Going vegan has many benefits. First, there’s the obvious ‘you’re not eating animals’, environmental factors and improvements to your health. On the latter, research has linked veganism with benefits such as lowered blood pressure and cholesterol, as well as reducing rates of heart disease, type 2 diabetes and cancer. But there’s another advantage too, that could help you in everyday life. More specifically, your sleeping patterns. Thanks to the specific diet, veganism could be the key to a good night’s rest, according to Neil Robinson, who is the Chief Sleep Officer at bed and mattress manufacturer, Sealy UK. Serotonin, tryptophan, and melatonin are found in many vegan foods, and these nifty chemicals are imperative in helping you snooze. Melatonin, a hormone that all humans produce, is sometimes also added into diets on its own as a medicinal supplement to help adjust the body clock when messing with sleeping patterns (like suffering heavy jet lag after a long flight). But this is in medicine format, so ask your doctor before you use it. But as Robinson points out, you can get a natural dose of these elements through foods that fits a vegan lifestyle. So, what should you be eating?
Kale: Remember a few years ago, when everyone was on the kale bandwagon? There was a reason (aside from the calorific benefits) and that was calcium; a natural sleep aid which contains tryptophan (an amino acid that helps create melatonin) – it’s a win, win, basically. No need for that glass of warm milk to lull yourself off to the dreamland, just have a bowl of kale or even spinach as an alternative to your calcium intake.
Bananas: Once again, lots of tryptophan, which by now you know is good for you. But, bananas also have high levels of magnesium and potassium, which in turn will help relax your muscles.

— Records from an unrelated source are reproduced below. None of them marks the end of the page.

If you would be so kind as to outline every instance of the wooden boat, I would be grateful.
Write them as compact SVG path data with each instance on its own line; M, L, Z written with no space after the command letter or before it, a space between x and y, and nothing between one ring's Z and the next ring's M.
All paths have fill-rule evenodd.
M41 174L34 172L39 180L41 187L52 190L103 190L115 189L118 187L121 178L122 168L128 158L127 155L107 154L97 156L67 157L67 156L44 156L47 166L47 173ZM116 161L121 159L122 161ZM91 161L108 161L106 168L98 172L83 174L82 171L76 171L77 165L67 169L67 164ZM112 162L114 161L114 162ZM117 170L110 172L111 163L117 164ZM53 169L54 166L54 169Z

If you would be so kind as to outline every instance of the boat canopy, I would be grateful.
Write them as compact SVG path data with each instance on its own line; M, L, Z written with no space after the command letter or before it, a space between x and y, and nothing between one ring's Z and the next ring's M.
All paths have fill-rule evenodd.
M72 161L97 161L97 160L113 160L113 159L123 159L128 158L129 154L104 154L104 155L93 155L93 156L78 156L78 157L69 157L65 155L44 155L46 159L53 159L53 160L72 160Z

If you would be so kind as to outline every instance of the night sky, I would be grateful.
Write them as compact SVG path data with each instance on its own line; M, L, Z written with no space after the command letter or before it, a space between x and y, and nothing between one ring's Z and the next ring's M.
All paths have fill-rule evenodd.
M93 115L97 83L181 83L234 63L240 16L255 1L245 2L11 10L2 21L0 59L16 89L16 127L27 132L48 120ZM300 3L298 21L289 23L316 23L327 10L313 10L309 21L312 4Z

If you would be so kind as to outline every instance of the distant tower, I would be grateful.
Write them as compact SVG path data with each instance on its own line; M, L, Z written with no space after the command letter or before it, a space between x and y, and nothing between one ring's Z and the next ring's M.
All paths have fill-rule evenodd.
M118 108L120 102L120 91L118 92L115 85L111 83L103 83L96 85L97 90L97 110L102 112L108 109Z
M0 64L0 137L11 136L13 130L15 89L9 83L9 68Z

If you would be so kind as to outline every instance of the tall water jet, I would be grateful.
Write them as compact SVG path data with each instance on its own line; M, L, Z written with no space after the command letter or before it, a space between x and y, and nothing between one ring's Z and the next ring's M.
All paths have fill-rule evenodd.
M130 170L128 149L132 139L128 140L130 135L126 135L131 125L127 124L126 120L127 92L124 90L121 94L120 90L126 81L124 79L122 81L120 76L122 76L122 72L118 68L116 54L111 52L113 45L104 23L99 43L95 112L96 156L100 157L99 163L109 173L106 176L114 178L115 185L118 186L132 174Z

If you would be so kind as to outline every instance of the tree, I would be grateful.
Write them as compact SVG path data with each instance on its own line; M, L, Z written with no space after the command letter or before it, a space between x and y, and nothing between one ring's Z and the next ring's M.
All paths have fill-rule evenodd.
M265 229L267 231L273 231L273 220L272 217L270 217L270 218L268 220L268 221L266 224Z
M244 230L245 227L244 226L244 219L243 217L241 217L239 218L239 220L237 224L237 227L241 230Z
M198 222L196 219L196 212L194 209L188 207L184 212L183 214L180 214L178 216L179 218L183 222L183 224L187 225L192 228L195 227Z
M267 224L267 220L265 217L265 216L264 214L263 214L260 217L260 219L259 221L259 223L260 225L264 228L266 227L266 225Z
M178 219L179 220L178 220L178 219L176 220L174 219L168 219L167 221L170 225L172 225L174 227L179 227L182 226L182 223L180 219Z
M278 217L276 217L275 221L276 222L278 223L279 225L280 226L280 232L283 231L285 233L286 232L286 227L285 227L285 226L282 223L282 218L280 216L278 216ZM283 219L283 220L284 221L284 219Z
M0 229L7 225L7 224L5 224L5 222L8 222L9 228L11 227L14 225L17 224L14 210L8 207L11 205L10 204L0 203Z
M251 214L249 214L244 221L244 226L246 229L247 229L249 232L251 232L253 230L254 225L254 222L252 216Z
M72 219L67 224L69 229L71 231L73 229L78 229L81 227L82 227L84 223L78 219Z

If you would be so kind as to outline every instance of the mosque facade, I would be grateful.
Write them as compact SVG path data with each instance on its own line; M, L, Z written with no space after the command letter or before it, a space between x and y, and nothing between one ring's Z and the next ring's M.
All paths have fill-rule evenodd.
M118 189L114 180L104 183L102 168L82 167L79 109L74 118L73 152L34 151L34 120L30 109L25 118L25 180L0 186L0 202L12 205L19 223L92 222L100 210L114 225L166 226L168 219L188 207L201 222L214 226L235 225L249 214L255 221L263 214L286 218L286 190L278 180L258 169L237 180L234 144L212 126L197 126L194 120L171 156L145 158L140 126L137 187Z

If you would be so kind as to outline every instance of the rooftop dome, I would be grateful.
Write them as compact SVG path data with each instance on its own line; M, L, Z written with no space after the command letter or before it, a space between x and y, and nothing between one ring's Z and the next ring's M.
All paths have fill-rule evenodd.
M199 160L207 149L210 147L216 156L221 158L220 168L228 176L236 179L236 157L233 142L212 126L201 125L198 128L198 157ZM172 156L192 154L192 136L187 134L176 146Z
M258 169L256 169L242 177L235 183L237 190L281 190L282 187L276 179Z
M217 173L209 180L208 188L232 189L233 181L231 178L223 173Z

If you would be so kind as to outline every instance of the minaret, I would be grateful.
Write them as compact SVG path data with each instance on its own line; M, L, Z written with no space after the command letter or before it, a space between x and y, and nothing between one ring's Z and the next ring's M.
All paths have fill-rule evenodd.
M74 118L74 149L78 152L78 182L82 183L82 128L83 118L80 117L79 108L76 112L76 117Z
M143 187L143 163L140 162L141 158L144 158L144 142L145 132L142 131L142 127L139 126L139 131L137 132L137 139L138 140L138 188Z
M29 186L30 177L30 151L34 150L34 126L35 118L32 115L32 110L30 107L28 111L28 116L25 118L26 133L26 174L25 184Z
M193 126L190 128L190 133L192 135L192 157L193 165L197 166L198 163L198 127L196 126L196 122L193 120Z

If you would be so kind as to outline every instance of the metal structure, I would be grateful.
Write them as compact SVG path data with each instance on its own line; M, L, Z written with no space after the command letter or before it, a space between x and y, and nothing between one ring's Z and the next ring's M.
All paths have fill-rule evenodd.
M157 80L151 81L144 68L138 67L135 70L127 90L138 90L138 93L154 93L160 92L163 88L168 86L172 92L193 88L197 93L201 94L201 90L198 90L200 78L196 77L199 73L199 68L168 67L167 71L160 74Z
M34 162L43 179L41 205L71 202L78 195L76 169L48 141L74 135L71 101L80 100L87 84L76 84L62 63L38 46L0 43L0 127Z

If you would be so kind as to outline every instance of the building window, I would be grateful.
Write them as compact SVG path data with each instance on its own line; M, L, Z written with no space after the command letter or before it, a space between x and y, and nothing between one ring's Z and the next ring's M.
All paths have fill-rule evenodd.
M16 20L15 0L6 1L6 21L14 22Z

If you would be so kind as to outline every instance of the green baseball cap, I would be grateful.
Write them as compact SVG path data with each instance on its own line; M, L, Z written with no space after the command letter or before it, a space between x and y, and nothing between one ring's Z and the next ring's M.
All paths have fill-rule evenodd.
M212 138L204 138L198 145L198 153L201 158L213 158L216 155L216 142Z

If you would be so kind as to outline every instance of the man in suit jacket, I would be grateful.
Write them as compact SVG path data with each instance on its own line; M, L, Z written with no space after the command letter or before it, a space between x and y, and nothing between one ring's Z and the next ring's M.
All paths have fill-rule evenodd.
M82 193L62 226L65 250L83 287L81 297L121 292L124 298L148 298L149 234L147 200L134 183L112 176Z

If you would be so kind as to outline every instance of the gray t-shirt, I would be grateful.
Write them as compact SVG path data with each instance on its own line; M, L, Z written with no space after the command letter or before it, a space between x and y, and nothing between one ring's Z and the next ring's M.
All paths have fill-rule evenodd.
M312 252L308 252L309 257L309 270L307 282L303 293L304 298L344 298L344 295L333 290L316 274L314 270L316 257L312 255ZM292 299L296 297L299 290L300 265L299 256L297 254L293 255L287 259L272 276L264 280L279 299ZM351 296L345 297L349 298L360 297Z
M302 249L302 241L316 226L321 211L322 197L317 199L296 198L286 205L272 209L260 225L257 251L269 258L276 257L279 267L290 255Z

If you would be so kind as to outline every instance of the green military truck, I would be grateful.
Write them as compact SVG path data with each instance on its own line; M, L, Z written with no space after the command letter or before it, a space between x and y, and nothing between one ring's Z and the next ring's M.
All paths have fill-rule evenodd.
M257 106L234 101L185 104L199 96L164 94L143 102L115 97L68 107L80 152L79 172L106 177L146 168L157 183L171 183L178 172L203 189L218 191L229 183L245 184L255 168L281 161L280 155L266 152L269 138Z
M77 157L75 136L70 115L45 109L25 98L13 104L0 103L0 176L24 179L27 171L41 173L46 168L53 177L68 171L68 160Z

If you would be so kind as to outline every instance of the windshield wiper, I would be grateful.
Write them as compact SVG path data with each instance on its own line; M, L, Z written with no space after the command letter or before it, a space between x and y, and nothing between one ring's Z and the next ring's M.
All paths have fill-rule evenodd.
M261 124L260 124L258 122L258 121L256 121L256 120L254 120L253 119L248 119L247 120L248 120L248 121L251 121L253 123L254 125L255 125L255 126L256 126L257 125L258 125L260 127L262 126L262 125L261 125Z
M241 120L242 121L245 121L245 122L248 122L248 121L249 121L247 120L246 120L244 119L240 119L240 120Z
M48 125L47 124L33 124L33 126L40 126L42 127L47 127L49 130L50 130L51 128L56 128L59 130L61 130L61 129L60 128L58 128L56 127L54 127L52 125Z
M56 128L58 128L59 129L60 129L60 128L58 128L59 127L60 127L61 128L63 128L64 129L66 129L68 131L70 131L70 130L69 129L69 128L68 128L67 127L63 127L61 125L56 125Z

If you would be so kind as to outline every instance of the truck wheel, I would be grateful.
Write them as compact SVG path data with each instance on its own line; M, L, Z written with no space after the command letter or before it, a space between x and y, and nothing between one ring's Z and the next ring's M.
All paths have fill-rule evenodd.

Oats:Healthy heart, happy life, right? Keep the ticker going strong by adding some oats to your breakfast bowl. With a variety of useful vitamins and minerals, the ingredient will encourage your body to loosen up and as a bonus, it’s also a natural source of melatonin.
Almonds: Tired of sleepless nights? Grab a handful of almonds and munch away. Similarly to bananas, you’ll get a boost of both tryptophan and magnesium, and thanks to the high protein levels, you’ll also stay fuller for longer. Just don’t overdo it, as almonds are also very high in (healthy) fats. According to Healthy Eating, 23 is the magic number, but others say 8-10; so it’s always best to check with a nutritionist before you go for that bowl of nuts.
Cherries: With an extremely high potency of melatonin and antioxidants such as anthocyanins, this combo could assist in keeping you in that zen-like deep sleep state for longer.
Peanuts and peanut butter: Peanuts and peanut butter contain niacin, a vitamin B3 that’ll aid with the production of serotonin. These two treats also high in good fats and similarly to almonds, will keep you nice and full. But keep an eye out for peanut butter products that also contain palm oil, which is damaging to the environment and also not part of a plant-based diet.
Chamomile tea: Have a cuppa before you get under the covers, and you’ll raise your levels of amino acid glycine, which’ll help your muscles relax. Chamomile is also said to have an anti-anxiety effect.
Avocado: Last but not least, there’s the ingredient that has become the buzz word for millennials everywhere, and disrupted the property market – the trusted avocado. Now, although according to some it’s not technically vegan (let’s ignore this and move on for now), it does contain lots of magnesium, which could decrease cortisol levels – also known as the stress hormone – and voilà, you’re sleeping better already.